They have had the chance to play with the phone, and as expected, were ready with their impressions and reviews at the time of the launch. It may still take a while for BlackBerry to launch the phone in India, which is why we have compiled a variety of viewpoints regarding the Z10 in this feature story.
Build & Design of the Z10
iPhone 5 Resemblance
The resemblance with the iPhone 5 seems to be pretty much there. This was pointed out by quite a few reviews. Joshua Topolsky, in his Z10 review on The Verge says, “The Z10's general form mimics the iPhone in more than a couple of ways.
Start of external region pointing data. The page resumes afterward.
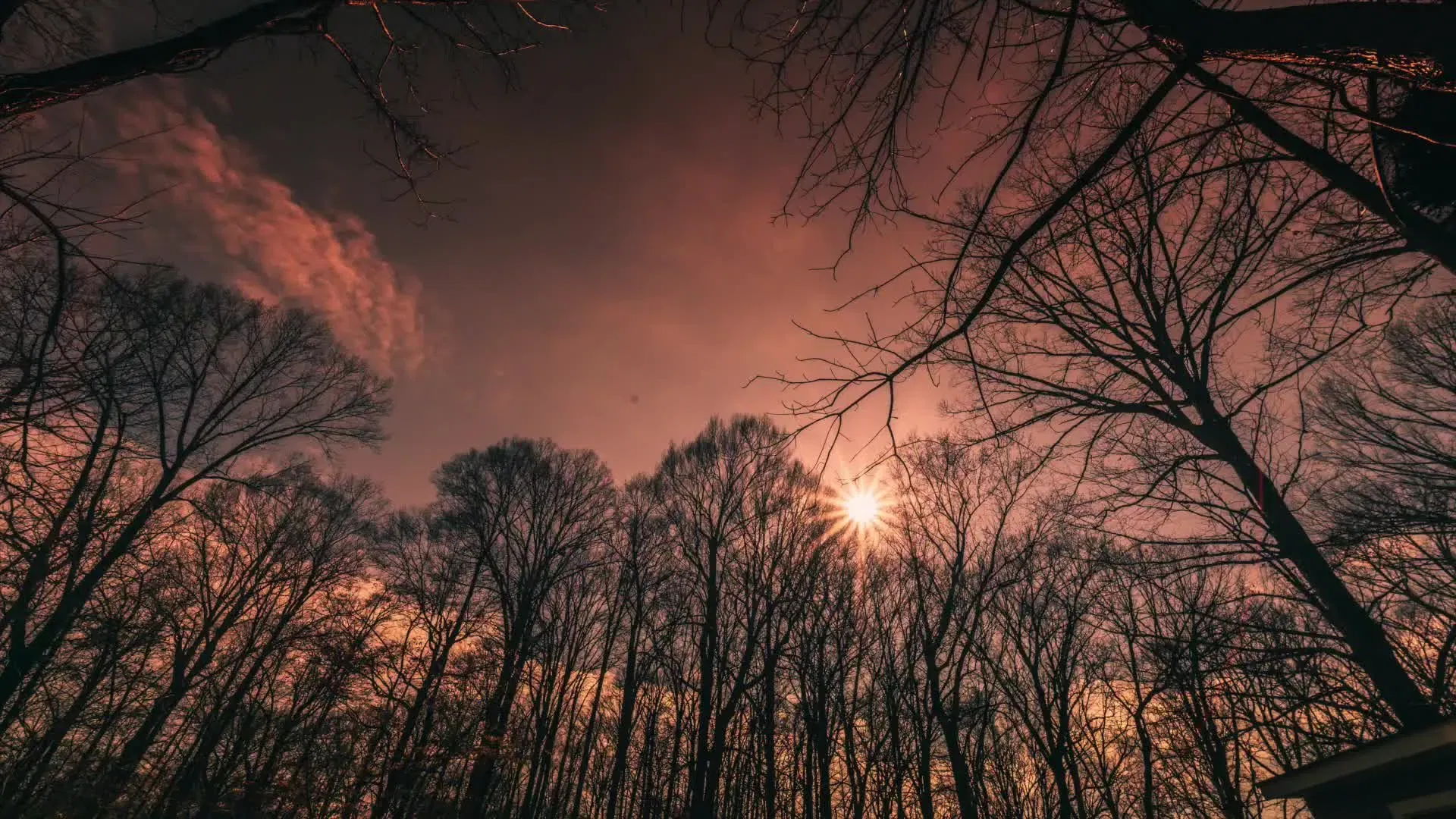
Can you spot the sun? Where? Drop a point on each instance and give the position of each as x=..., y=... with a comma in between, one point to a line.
x=862, y=507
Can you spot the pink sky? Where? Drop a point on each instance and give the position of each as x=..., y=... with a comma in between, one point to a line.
x=609, y=276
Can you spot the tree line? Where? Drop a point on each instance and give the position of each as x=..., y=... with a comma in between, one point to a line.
x=201, y=620
x=1193, y=526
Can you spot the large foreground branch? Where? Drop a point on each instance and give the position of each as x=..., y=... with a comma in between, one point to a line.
x=1410, y=41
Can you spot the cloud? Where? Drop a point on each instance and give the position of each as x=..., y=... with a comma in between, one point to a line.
x=234, y=215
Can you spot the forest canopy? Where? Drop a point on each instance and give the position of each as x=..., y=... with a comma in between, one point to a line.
x=1191, y=525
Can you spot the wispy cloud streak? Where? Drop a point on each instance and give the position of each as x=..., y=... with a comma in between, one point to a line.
x=271, y=246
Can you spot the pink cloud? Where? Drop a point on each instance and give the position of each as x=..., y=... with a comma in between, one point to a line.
x=271, y=246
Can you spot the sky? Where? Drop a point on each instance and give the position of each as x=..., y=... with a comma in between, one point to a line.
x=607, y=275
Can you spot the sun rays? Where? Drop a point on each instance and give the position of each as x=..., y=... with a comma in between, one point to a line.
x=861, y=506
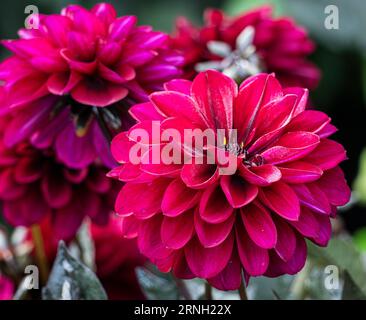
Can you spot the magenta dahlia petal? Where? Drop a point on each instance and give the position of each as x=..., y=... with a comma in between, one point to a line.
x=214, y=96
x=254, y=259
x=299, y=172
x=172, y=205
x=281, y=199
x=238, y=192
x=179, y=85
x=57, y=192
x=307, y=224
x=212, y=234
x=323, y=236
x=230, y=277
x=279, y=267
x=286, y=240
x=202, y=217
x=335, y=187
x=76, y=152
x=327, y=155
x=177, y=231
x=199, y=176
x=312, y=196
x=214, y=208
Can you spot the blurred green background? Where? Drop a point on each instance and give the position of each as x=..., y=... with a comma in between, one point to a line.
x=340, y=54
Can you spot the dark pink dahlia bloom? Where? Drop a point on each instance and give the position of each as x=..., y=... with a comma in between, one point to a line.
x=75, y=62
x=34, y=186
x=193, y=220
x=6, y=288
x=270, y=45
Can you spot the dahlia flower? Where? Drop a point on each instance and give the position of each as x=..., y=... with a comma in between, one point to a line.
x=69, y=82
x=33, y=185
x=116, y=258
x=245, y=45
x=191, y=219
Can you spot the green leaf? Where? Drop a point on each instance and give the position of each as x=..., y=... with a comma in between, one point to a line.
x=350, y=290
x=72, y=280
x=360, y=182
x=360, y=238
x=234, y=7
x=342, y=253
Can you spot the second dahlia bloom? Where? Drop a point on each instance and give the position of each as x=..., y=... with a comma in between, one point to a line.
x=191, y=219
x=247, y=44
x=70, y=80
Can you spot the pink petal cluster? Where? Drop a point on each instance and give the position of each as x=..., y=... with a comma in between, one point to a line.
x=282, y=45
x=73, y=62
x=34, y=186
x=190, y=219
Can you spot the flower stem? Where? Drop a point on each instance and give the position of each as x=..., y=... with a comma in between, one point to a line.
x=182, y=288
x=40, y=252
x=208, y=291
x=242, y=291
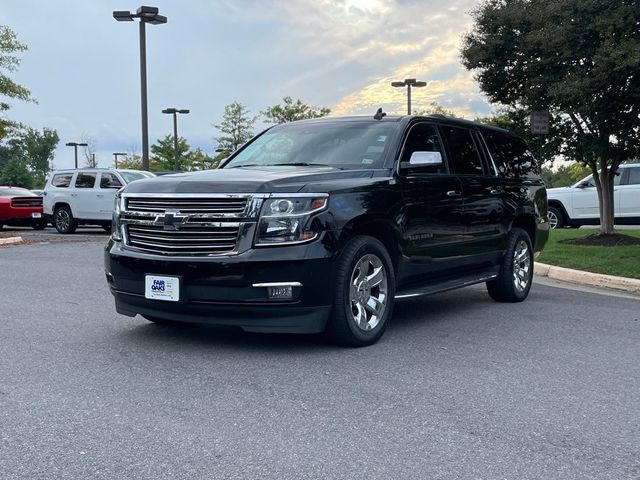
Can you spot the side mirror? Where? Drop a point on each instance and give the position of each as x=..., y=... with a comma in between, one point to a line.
x=425, y=159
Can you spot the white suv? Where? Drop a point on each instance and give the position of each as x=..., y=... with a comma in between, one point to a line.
x=85, y=196
x=578, y=205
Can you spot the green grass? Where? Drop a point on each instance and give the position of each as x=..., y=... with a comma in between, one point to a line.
x=620, y=261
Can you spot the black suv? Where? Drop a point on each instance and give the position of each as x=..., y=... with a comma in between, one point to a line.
x=320, y=225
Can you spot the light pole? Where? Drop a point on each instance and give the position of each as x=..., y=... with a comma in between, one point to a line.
x=175, y=112
x=409, y=82
x=75, y=146
x=115, y=157
x=146, y=15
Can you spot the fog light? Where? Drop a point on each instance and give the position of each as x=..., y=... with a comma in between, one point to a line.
x=280, y=293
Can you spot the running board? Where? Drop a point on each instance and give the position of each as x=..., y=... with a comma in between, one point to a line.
x=446, y=285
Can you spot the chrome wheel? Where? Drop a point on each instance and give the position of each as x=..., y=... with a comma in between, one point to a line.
x=368, y=292
x=63, y=220
x=521, y=266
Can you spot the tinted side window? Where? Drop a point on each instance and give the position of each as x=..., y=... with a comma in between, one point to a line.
x=61, y=180
x=109, y=180
x=511, y=156
x=85, y=180
x=423, y=138
x=462, y=151
x=634, y=176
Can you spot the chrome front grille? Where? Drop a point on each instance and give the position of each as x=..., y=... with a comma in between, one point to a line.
x=185, y=225
x=187, y=240
x=221, y=205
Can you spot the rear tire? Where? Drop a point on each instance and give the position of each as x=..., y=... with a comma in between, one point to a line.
x=63, y=220
x=516, y=272
x=363, y=294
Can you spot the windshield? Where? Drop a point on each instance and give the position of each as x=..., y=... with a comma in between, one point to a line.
x=343, y=145
x=131, y=176
x=16, y=192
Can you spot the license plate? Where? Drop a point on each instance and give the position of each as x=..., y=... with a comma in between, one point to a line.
x=162, y=288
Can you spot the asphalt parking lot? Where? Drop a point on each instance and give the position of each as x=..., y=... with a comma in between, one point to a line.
x=459, y=386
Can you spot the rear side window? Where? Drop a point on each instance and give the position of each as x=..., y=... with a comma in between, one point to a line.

The curved corners of the slabs share an almost identical circumference, the screens are separated by an equal amount of surface space on either end of the front panel, and a solid band of what feels like light metal (it's actually plastic) runs around the casing of the phone. The Z10 does deviate in some notable ways, of course. Besides being larger (the phone has a 4.2-inch display), there's no home button on the front of the BlackBerry device. BlackBerry also places the sleep / power button in the center top of the bounding component (with a headphone jack next to it), and adds a mute button in the center of the volume rockers (located on the right side of the phone). microHDMI and microUSB ports are on the left side of the slab. Unlike the iPhone, the back pops off the phone to reveal the SIM, battery, and microSD. That back is made of a dimpled, soft-touch material that I found myself habitually running a finger across when I was using the phone. I like it, and would love to see more phone-makers considering the tactility of their devices like this.” Jessica Dolcourt @ CNET echoes similar sentiments, “At first glance, the handsome BlackBerry Z10 looks suspiciously like Apple's black iPhone 5: tall and narrow, with straight edges that meet at rounded corners, and a roughly 4-inch screen. Like the iPhone 5, the Z10 is adept at one-handed operation. That's where the similarities end.”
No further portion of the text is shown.